ABSTRACT Aggressive variant prostate cancer (AVPC) arises in men who have failed treatment with second-generation anti-androgen therapy. Not driven by the androgen receptor-signaling axis, effective treatment options do not exist for AVPC and new, innovative therapies are urgently needed. Critical to the development of novel

therapeutics is the ability to accurately image disease burden in AVPC patients. An imaging modality that can detect both the bone and visceral metastases associated with AVPC does not exist. The overall goal of this project is to develop positron emission tomography (PET) imaging probes and radioimmunotherapy (RIT) agents

by targeting a newly identified cell-surface antigen unique to AVPC with novel antibody constructs. Using human antibody phage display, we recently identified a single chain variable fragment (scFv) that specifically bound to a glycosylation-independent epitope on the peptide backbone of the transmembrane protein CD133. Often

characterized as a cancer stem cell marker, the function of CD133 in cancer is unknown. All commercially available antibodies for CD133 recognize glycosylation-dependent epitopes that vary between cells and at different stages of the cell cycle. Immunohistochemistry (IHC) with these antibodies yield inconsistent results

and poor staining quality; thus contributing to our limited knowledge of CD133. Our scFv for CD133, termed A10, was converted into a full-length immunoglobulin (IA10) for IHC analysis on patient biopsies and tissue microarrays. Remarkably, we found that CD133 was only expressed in bone and visceral metastases of men

who had developed AVPC. As a single-photon emission computed tomography imaging agent, IA10 was able to image CD133 expression in vivo.

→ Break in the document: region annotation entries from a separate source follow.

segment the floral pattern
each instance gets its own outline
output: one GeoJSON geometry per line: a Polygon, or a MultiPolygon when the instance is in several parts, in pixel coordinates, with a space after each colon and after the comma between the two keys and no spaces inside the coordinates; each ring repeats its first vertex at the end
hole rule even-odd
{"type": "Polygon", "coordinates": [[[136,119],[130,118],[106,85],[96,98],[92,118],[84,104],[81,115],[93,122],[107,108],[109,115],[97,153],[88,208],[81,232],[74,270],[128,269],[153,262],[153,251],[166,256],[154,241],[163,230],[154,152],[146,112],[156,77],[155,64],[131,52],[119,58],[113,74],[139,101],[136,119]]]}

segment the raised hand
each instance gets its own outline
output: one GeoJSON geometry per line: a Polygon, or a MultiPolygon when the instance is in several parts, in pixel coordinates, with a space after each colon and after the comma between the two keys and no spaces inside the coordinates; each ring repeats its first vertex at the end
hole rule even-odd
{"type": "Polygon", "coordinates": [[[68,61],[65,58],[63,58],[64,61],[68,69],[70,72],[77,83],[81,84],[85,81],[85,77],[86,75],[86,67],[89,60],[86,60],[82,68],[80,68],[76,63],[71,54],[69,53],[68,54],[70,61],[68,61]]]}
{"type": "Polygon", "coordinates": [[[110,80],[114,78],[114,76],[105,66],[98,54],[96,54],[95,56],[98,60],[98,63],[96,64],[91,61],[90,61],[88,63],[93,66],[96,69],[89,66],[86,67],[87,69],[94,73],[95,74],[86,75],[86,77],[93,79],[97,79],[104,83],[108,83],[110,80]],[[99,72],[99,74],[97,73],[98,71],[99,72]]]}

In biodistribution studies, IA10 and a smaller minibody construct version (MA10) both demonstrated high tumor uptake and favorable pharmacokinetics. The high tumor uptake of the

A10 antibody constructs was the direct result of their rapid internalization by CD133-expressing cells making them ideal candidates for longitudinal PET imaging and RIT. In this proposal, we will evaluate the utility of IA10 and MA10 as PET probes in cell line-derived and patient-derived xenograft models of AVPC and evaluate CD133

as a pharmacodynamic biomarker (Aim 1) then determine the therapeutic potential of IA10 radiolabeled with 177Lu for beta particle RIT in subcutaneous and metastatic xenografts using single and fractionated doses (Aim 2). Our preliminary data strongly suggest that we have developed potent tools for AVPC that possess the

potential to result in a dramatic shift in how the disease is treated.